Concentration of the diene-conjugates was measured based on the method of AOAC[19]. Free SH-groups were determined by the Sedlack method based on the Ellmann reaction[20]. The H-donating ability of the samples was determined by Blois’s method modified by Blázovics et al[21] in the presence of a 1,1-diphenyl-2-picryl-hydrasyl radical. Absorbance of the methanolic DPPH-dye was detected spectrophotometrically at 517 nm. For characterization of the ability, inhibition (%) was given to the DPPH degradation[22,23]. Oyaizu’s method was adopted for the determination of the reducing power (RP) of the samples. The change in absorbance was measured, which accompanied Fe3+-Fe2+ transformation at 700 nm, and the RP was compared to that of ascorbic acid[24]. All spectrophotometric measurements were carried out with a Jasco V 550 instrument.

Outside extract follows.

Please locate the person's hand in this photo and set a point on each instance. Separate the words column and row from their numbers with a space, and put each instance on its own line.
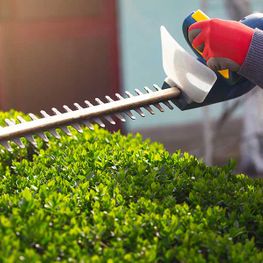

A recently developed chemiluminescence assay adapted to a Berthold Lumat 9501 instrument was applied. The procedure was carried out by the method of Blázovics et al [21]. The volume of liver homogenate samples (protein content was 10 mg/mL) was 0.06 mL. Chemiluminescent intensity of the samples was expressed in RLU% (relative light unit %) of the standard (basic chemical reaction means: H2O2-luminol-microperoxidase reaction).

The levels of total antioxidant status (TAS), superoxide dysmutase (SOD) and glutathione peroxidase (GSHPx) were determined from the supernatants of liver homogenates (10 mg/mL protein content) with Randox kits. The results were expressed in arbitrary units calculated from the absorbance detected by spectrophotometry. Protein content was measured by the method of Lowry[25].

Element concentration in the pooled liver homogenate samples was determined in three parallel measurements with an inductively coupled plasma optical emission spectrometer (ICP-OES). Type of instrument used was Atom Scan 25 (Thermo Jarrell Ash Co.). After digestion of the liver samples (1 mL) with a mixture of nitric acid (5 mL) and hydrogen peroxide (2 mL) diluted to 10 mL with deionised water, the concentration of 9 elements (Al, Ca, Cu, Fe, Mg, Mn, P, S, Zn) was determined three times, three seconds each time. Integration time, blank subtraction and background correction were applied during the measurements[26].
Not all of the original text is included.